Several oil fields have had to shut down as fire threatened forest near the notorious Alberta oil sands, The Wall Street Journal reported. The newspaper said that Royal Dutch Shell Group PLC's Canadian division was halting production at two fields affected by the fire. Together they produced about 10,000 barrels a day last year, the Wall Street Journal said. Canadian Ltd. Told the newspaper that 1,300 workers had been evacuated from one facility in the face of the flames but that firefighters had so far protected its site. Oil production in another area that was also near the fires got shut down as well, and Pengrowth Energy Corp. said it had shut in 5,000 barrels a day of production, the Wall Street Journal said.
Besides the First Nations communities and Slave Lake, the Municipal District of Lesser Slave River was also evacuated, Iwanow said. Evacuation centers have been set up to provide accommodations, meals and other services to the displaced, who are staying in hotels and other interim locations until more permanent housing is available.
“Efforts continue to make the evacuated communities safe to allow for a safe, orderly return of residents,” the government said. “Essential services staff have been working round the clock in the affected communities to restore power, water, natural gas and other services, as well as extinguish lingering hot spots and remove other hazards so residents can return as quickly as possible.”
Alberta’s government has already responded with disaster relief. Immediately after the fires, on May 18, Premier Ed Stelmach allocated $50 million for disaster recovery, according to the province’s website, and payments have been given out to families made homeless by the blazes.
He also has appointed a Deputy Minister Task Force to coordinate recovery efforts, the province said.
“The unprecedented wildfire disaster in Slave Lake and the surrounding area has touched all Albertans,” said Stelmach in a statement. “This funding is an important first step on the road to rebuilding the community.”

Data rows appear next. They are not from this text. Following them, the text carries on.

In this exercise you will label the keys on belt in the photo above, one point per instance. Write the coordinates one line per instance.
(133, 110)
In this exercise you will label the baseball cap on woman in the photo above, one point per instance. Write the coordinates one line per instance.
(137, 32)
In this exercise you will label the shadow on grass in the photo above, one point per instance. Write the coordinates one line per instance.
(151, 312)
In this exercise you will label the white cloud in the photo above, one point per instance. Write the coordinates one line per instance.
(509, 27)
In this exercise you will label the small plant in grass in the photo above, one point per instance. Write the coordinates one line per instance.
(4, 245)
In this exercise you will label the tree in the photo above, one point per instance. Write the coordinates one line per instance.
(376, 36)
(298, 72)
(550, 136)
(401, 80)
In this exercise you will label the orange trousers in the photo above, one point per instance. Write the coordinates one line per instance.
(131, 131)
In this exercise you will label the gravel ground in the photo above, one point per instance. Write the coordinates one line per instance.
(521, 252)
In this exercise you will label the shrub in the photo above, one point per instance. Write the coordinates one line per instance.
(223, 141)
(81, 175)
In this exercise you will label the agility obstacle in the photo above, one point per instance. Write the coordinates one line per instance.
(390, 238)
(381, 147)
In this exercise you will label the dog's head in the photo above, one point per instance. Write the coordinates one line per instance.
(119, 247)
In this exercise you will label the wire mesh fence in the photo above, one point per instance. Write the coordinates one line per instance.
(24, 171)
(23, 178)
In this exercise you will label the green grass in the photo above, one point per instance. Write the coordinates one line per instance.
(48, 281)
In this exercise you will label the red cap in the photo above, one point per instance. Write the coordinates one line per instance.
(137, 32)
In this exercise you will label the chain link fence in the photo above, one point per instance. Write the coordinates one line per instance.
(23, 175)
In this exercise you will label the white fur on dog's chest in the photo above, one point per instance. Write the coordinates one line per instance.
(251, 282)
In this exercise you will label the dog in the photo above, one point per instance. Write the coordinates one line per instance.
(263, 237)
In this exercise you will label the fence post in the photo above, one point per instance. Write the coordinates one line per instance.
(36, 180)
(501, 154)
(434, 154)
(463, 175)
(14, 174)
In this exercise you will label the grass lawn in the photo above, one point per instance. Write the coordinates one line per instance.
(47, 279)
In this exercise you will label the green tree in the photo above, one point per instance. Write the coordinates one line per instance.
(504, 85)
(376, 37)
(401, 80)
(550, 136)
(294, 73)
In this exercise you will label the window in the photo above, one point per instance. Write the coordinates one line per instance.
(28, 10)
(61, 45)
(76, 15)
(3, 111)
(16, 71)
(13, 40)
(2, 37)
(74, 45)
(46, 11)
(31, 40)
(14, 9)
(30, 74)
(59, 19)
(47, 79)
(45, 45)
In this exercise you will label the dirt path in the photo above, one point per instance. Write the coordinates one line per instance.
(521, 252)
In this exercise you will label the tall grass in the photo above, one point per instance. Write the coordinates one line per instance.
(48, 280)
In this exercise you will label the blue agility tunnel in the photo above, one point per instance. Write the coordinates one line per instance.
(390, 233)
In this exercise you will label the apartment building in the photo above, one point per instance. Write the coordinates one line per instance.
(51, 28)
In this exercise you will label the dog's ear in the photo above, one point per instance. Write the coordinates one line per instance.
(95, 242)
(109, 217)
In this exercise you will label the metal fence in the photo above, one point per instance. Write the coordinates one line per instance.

Volunteer efforts are also under way, with the Treaty 8 Nations leading the charge. The tribes held a barbecue to drum up funds and donations of household goods and clothing.
The U.S. National Aeronautics and Space Administration (NASA) said that as of May 23, 29 fires were burning in Alberta, with four of them still out of control. Manitoba and the Northwest Territories were also under fire watch at levels 2 and 3, with Alberta on level 4 and Saskatchewan in high enough fire danger to warrant a level 5 alert level, NASA said, quoting Environment Canada.